COLUMBUS (AP) — A 2006 Graham High School graduate, now an Ohio State University student, says he escaped serious injury by fending off the man who staged a car-and-knife attack at the campus on Monday.
Andy Payne said he had gone outside Monday morning because of a fire alarm and watched as fellow OSU student Abdul Razak Ali Artan jumped the curb in his car and struck pedestrians outside a classroom building.
The 27-year-old Payne said Artan attacked him with a knife as he approached the car to help the injured.
Payne said he stopped Artan from stabbing him and escaped by grabbing the knife with his left hand. He is recovering at his suburban Columbus home after undergoing surgery Monday to repair tendons and nerves in his left hand.
Artan was killed Monday by a university police officer after driving his car into the pedestrians and attacking people with a knife.
Most of the victims were hurt by the car, and two had been stabbed, officials said. One had a fractured skull.
An Ohio State medical official said Tuesday that three of the 11 people injured in the attack remain hospitalized and are expected to make complete recoveries. Dr. Andrew Thomas provided an update during a Tuesday afternoon news conference.
Classes for the 60,000 students at Ohio State, where Artan began taking classes this fall, were canceled after the attack but resumed Tuesday. The school planned a vigil for Tuesday night.
Engineering professor William Clark also spoke to reporters after being discharged Tuesday. Clark says he was struck by attacker Abdul Razak Ali Artan’s car, tossed in the air and landed on concrete. Clark says he had surgery for deep cuts in his right leg.
Clark says he and some of his students were outside a classroom building after a fire alarm sounded for a gas leak.

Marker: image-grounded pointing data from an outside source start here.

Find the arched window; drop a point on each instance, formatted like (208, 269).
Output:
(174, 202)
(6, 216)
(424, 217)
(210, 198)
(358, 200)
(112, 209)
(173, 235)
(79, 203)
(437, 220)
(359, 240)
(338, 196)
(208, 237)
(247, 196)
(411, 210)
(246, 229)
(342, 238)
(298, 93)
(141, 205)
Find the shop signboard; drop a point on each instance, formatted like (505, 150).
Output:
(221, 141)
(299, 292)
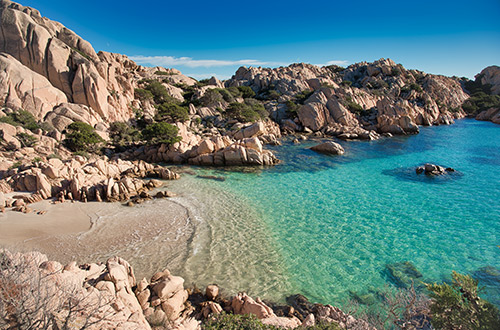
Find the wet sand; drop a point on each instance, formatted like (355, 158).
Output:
(151, 236)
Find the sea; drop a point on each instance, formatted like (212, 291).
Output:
(343, 228)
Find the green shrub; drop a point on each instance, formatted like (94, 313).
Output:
(143, 94)
(26, 140)
(172, 113)
(21, 118)
(227, 95)
(225, 321)
(246, 92)
(250, 110)
(122, 133)
(161, 133)
(458, 306)
(480, 101)
(81, 137)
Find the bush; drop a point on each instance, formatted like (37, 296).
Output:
(172, 113)
(161, 133)
(225, 321)
(250, 110)
(246, 92)
(122, 133)
(21, 118)
(26, 140)
(458, 306)
(82, 137)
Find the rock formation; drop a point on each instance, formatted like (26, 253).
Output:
(361, 100)
(329, 147)
(108, 296)
(82, 180)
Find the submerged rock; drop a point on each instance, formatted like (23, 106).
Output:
(431, 169)
(403, 274)
(329, 147)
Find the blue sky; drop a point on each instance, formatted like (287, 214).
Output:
(204, 38)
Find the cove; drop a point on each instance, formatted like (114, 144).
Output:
(335, 227)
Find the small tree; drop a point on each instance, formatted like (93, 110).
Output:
(458, 306)
(161, 133)
(122, 133)
(81, 137)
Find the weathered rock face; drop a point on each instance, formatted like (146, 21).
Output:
(103, 292)
(491, 75)
(330, 148)
(102, 82)
(23, 88)
(373, 97)
(215, 151)
(78, 179)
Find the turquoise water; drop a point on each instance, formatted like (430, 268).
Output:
(328, 226)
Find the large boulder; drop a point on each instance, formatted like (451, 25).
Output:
(329, 147)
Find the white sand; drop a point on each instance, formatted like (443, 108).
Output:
(151, 236)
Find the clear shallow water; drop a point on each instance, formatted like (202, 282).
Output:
(328, 226)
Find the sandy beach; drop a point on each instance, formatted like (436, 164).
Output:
(151, 236)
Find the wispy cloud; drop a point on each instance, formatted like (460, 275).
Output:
(335, 62)
(171, 61)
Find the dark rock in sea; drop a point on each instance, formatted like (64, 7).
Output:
(431, 169)
(489, 279)
(403, 274)
(212, 177)
(368, 298)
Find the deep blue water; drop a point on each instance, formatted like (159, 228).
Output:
(345, 226)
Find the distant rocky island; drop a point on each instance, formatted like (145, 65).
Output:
(86, 126)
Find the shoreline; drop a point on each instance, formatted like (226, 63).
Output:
(85, 232)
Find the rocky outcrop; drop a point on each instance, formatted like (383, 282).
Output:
(491, 76)
(47, 48)
(98, 295)
(432, 170)
(361, 100)
(329, 147)
(492, 115)
(214, 151)
(79, 179)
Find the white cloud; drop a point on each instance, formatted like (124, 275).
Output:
(171, 61)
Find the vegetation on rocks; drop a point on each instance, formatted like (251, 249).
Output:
(161, 133)
(122, 133)
(21, 118)
(458, 306)
(250, 110)
(81, 137)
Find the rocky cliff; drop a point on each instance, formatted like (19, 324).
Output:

Clark says he will withhold judgment about Artan until more facts are known about his motivations.
The attacker railed on Facebook against U.S. interference in Muslim lands and warned, “If you want us Muslims to stop carrying lone wolf attacks, then make peace” with the Islamic State group, a law enforcement official said Tuesday.
The posts from Abdul Razak Ali Artan’s account came to light after Monday’s violence.

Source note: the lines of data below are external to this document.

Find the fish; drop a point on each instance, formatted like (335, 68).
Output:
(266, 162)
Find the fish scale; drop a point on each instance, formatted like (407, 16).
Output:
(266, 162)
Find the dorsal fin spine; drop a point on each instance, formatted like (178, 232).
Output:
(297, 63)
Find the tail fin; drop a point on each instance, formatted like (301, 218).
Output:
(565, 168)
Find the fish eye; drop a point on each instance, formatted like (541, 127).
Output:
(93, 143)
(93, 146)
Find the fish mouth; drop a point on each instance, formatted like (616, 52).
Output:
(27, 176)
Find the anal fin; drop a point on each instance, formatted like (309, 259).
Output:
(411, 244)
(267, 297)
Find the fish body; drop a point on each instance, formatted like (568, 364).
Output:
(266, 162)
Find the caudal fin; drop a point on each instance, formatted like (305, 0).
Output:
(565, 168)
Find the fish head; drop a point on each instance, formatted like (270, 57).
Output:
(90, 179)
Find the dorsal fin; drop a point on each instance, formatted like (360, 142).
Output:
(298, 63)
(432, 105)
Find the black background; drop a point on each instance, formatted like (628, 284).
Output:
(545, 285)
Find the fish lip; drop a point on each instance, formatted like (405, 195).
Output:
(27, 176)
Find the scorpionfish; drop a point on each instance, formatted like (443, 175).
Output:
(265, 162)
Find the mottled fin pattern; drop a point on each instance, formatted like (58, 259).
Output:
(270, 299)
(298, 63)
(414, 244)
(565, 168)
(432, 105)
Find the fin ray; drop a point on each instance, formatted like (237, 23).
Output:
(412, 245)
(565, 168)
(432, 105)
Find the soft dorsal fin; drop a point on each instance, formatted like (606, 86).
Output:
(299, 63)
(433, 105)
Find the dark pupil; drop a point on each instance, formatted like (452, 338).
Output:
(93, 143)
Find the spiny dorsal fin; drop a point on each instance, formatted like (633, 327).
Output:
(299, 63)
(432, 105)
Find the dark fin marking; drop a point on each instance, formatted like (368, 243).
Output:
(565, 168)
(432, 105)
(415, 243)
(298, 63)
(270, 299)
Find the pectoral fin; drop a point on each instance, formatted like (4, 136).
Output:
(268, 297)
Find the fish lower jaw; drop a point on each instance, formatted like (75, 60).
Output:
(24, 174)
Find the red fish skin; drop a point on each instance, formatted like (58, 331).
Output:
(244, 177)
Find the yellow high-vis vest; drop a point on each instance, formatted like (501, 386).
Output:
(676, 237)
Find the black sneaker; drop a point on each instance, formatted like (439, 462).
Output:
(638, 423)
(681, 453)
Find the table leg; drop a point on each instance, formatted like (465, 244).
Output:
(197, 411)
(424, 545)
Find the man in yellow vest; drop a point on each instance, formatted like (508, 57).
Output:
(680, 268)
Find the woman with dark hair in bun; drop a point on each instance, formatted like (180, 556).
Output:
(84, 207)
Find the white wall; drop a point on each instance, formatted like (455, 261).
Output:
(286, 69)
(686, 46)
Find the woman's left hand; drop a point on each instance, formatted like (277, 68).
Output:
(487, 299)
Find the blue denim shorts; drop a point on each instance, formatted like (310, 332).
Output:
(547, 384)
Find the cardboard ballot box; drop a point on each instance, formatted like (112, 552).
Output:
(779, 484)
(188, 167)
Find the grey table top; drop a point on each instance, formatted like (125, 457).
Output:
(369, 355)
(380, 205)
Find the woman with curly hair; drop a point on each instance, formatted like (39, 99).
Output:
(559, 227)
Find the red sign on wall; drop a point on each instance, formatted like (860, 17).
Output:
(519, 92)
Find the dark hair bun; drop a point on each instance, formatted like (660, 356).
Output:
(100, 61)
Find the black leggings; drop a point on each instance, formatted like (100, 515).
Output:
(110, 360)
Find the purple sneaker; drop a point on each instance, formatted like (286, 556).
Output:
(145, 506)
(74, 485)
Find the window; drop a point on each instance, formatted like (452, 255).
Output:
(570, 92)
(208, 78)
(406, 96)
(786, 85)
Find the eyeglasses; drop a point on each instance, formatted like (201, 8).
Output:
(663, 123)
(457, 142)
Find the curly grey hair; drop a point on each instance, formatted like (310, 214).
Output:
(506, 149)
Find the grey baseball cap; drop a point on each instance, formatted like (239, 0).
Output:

“America! Stop interfering with other countries, especially the Muslim Ummah. We are not weak. We are not weak, remember that,” he wrote, using the Arabic term for the world’s Muslim community.
The posts were recounted by a law enforcement official who was briefed on the investigation but wasn’t authorized to discuss it publicly and spoke to The Associated Press on condition of anonymity.
“Every single Muslim who disapproves of my actions is a sleeper cell, waiting for a signal. I am warning you Oh America!” Artan also wrote.
Dozens of FBI agents began searching Artan’s apartment for clues to what set off the rampage.
On Tuesday, a self-described Islamic State news agency called Artan “a soldier of the Islamic State” who “carried out the operation in response to calls to target citizens of international coalition countries.”
The Islamic State has previously described other attackers around the world as its “soldiers” without specifically claiming to have orchestrated the acts of violence.
Artan was born in Somalia and was a legal permanent U.S. resident, according to a U.S. official who was not authorized to discuss the case and spoke on condition of anonymity.
A law enforcement official said Artan came to the United States in 2014 as the child of a refugee. He had been living in Pakistan from 2007 to 2014. It is not uncommon for refugees to go to a third-party country before being permanently resettled.
Upon arriving in the U.S., Artan was referred for a secondary Customs and Border Protection inspection, but nothing abnormal was found, according to a U.S. official who was briefed on the investigation but was not authorized to discuss it and spoke on condition of anonymity. A secondary inspection is often routine and based on someone’s travel history and length of stay in certain countries.
Artan started college that fall and graduated with honors from Columbus State Community College last May, earning an associate of arts degree. A video of his graduation ceremony shows him jumping and spinning on stage and smiling broadly, drawing laughs, cheers and smiles from graduates and faculty members.
An official at Catholic Charities of Dallas says the organization briefly offered aid to Abdul Razak Ali Artan and his family when they first moved to the United States in 2014.
CEO Dave Woodyard told KXAS that Artan arrived in Dallas with his mother and six siblings on June 5, 2014. Woodyard said the Somali family arrived at Dallas-Fort Worth International Airport from Pakistan through Kennedy Airport.
He said the organization gave the family shelter and aid as part of the government resettlement program. He said the group’s records show the family received shelter for 23 days before leaving for Ohio.